Forestry Australia says “prescribed burning” still integral to bushfire management practices

An out of control hazard reduction burn in forested area behind a property in the Clarence Valley.

FORESTRY Australia has defended the use of hazard reduction or prescribed burning as an established and long-used method of preparing for and reducing the severity of bushfires.

A recently published report by the Australian National University and Curtin University found that while prescribed burning temporarily reduced fuel loads in forests, it could disrupt forest ecosystems and possibly create longer periods of additional flammability.

“Scientific consensus amongst bushfire scientists confirms that prescribed burning is a key tool in managing bushfires,” said Dr Tony Bartlett AFSM, Forestry Australia’s Science Policy Adviser.

Many local timber industry professionals agree.

According to Matthew Dyer of Bowraville, cool fires can help with seedling growth and reduce the fuel load of fires.

“There are three types of fire I would say,” he said.

“You’ve got the ones that just go through the leaf litter.

“Then there are ones that burn seedlings and go up to about five metres high.

“Finally, there are crown fires like the ones we saw in 2019, which go through the top of the forests,” Matthew told News Of The Area.

“It has become very hard for State Forests to get a burning permit,” he said.

“In the past, more people in control of these things were oriented to and had experience with the country they applied to.

“It’s a one-size-fits-all rule but everywhere is a bit different and what works down south might not apply to us in the Nambucca Valley,” he complained.

The NSW Rural Fire Service (RFS) also supports prescribed burning as part of bush fire plans, although weather conditions tend to make a very small window of opportunity for carrying them out.

The RFS website stresses that hazard reduction is “just one way of preparing for bushfires”, a point that Dr Bartlett is also keen to emphasise.
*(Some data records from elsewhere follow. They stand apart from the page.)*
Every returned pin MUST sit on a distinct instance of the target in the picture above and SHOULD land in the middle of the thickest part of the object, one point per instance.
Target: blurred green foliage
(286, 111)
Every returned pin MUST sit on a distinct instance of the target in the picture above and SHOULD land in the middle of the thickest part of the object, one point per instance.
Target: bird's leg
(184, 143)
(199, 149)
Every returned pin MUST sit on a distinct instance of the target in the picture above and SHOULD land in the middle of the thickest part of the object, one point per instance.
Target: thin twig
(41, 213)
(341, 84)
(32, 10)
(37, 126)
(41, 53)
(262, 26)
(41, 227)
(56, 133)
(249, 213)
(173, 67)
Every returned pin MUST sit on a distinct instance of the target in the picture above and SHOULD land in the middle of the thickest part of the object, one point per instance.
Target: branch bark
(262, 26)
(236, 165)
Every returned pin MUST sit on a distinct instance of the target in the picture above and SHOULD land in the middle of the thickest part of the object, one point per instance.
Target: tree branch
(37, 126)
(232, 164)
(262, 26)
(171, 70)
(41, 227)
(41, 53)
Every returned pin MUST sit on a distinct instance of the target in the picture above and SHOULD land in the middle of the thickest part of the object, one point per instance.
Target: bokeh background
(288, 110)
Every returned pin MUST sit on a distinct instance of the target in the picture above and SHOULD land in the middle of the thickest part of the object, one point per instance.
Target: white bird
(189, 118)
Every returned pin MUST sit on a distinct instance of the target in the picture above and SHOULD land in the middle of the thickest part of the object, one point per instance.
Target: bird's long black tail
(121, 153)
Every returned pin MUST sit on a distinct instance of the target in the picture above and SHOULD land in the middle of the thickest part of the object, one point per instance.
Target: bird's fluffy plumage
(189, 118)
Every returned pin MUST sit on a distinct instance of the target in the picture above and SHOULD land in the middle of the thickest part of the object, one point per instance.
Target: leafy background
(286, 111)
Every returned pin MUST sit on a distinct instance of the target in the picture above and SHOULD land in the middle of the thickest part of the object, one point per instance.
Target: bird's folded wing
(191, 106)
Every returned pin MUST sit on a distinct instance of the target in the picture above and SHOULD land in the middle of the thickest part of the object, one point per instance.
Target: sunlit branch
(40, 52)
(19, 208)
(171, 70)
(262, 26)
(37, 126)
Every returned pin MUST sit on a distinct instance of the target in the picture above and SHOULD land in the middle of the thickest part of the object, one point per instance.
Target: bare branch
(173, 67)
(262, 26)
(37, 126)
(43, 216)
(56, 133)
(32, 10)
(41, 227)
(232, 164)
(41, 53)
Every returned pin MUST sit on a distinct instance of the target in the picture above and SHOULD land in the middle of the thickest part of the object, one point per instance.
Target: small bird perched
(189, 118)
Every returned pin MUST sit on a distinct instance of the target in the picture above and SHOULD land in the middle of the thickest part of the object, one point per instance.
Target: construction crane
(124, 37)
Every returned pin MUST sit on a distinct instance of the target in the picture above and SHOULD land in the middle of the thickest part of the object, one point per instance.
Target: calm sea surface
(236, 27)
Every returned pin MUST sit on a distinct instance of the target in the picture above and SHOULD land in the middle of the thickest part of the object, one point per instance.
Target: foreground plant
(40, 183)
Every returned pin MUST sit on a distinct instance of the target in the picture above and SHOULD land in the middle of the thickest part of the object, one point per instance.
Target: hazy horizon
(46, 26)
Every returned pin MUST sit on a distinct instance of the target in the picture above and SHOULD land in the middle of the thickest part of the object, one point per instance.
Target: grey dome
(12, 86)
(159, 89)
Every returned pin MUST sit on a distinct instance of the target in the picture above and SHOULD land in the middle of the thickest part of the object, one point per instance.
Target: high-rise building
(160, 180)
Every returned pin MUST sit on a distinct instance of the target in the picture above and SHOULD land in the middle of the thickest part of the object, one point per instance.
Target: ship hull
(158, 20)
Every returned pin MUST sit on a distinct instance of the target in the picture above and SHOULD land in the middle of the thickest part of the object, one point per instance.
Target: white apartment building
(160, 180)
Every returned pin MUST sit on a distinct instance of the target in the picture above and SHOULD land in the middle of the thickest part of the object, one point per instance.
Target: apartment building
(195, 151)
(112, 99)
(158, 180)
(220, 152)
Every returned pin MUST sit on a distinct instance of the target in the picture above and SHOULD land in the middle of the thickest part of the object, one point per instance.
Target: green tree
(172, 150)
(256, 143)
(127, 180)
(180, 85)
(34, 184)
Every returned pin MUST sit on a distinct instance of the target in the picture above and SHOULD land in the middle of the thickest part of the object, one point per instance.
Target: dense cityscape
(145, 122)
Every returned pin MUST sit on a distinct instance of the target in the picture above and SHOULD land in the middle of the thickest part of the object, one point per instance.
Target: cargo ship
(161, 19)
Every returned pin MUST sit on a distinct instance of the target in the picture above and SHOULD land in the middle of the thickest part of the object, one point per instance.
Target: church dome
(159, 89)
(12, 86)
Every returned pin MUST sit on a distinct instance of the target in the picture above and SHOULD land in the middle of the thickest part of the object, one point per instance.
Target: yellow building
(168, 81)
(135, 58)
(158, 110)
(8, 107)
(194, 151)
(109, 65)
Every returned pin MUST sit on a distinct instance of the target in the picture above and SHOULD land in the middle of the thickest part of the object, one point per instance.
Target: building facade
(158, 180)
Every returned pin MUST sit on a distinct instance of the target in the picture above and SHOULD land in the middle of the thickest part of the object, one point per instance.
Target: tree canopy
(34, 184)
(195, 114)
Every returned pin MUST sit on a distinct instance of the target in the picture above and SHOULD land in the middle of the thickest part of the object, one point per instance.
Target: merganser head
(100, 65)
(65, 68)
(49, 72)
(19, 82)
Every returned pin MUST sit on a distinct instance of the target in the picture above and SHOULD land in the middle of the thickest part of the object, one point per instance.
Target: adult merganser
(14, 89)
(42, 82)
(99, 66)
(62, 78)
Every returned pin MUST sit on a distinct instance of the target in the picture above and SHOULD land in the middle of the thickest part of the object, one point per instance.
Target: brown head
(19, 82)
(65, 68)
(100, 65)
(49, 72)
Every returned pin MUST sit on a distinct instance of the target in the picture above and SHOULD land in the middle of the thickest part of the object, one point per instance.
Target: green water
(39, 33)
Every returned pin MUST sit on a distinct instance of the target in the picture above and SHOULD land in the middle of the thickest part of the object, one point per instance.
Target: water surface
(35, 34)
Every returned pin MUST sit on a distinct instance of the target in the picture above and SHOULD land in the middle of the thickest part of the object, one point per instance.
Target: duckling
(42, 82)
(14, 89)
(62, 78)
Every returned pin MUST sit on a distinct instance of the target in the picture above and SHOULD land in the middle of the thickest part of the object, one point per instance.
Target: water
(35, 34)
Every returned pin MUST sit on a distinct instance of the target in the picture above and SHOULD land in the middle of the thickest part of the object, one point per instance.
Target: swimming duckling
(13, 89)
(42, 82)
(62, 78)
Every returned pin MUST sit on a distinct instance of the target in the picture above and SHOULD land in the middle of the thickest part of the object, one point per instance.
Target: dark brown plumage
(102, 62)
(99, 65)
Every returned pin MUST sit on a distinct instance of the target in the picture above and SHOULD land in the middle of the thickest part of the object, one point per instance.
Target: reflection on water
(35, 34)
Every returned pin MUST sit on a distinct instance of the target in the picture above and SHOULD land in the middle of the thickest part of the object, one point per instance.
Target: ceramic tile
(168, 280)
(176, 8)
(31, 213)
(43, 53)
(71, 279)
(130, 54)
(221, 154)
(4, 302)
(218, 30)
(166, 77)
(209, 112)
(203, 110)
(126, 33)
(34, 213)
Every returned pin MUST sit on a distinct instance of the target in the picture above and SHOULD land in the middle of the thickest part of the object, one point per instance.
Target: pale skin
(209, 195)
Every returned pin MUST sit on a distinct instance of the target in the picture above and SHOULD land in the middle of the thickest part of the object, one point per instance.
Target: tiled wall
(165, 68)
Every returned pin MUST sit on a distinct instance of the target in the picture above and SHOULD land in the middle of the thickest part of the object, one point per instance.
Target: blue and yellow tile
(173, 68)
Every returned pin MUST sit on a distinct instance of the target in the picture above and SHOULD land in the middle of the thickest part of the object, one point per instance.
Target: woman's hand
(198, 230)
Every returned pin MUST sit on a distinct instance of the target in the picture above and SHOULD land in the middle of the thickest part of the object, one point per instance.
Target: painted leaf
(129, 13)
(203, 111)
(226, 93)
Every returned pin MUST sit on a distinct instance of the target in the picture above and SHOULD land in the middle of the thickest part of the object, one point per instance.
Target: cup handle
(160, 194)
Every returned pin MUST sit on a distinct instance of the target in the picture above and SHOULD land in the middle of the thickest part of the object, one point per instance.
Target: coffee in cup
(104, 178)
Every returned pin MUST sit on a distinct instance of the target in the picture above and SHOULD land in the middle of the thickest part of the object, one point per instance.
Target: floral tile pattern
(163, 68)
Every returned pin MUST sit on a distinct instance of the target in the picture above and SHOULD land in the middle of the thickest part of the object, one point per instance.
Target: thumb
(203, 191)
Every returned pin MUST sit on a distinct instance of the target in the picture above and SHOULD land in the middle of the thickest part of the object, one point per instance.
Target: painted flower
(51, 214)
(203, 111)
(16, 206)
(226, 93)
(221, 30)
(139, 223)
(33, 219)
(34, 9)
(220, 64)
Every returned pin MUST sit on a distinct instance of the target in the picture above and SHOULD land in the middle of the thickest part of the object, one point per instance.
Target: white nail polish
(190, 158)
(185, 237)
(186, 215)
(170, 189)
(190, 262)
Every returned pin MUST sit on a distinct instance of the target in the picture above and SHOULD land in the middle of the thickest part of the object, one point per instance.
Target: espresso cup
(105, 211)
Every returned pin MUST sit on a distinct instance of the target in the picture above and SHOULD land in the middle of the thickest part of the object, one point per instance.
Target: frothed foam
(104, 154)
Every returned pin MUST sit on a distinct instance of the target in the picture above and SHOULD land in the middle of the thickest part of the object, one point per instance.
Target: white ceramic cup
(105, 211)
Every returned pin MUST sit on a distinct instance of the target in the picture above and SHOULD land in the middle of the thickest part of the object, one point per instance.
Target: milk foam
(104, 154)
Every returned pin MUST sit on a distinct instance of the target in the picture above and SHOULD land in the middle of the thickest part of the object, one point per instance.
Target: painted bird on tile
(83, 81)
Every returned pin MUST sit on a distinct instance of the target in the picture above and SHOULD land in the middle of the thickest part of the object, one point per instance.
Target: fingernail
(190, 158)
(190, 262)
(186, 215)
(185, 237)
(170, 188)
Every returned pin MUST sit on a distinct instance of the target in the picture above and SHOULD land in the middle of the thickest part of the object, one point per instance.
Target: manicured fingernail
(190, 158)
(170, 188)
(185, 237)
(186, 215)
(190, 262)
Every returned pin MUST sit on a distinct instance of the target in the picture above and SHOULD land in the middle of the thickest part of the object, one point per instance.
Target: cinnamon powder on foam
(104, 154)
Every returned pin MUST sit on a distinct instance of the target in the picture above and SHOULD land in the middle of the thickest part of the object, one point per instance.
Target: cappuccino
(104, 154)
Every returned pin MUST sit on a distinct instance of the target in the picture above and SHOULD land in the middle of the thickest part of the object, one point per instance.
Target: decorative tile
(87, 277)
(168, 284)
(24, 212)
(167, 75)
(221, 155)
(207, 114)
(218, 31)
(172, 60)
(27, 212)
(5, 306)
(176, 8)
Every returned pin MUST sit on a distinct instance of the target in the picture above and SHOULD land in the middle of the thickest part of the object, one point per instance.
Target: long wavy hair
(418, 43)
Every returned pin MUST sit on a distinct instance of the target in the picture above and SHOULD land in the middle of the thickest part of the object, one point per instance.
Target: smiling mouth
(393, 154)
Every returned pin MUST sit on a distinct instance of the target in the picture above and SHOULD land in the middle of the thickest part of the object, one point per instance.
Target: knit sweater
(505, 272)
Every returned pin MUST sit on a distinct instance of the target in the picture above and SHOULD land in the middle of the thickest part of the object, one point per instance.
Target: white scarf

“While there is no panacea for reducing the impacts of catastrophic bushfires, prescribed burning is a scientifically proven part of the solution.

“Simply, reduced fuel levels in forests will reduce the severity of bushfires on all bar the most catastrophic fire weather conditions,” he added.

“Forestry Australia’s view is that using cool burning to reduce fuel hazards is critical to good forest fire management and very consistent with the way Aboriginal people managed these forests for thousands of years,” according to Dr Bartlett.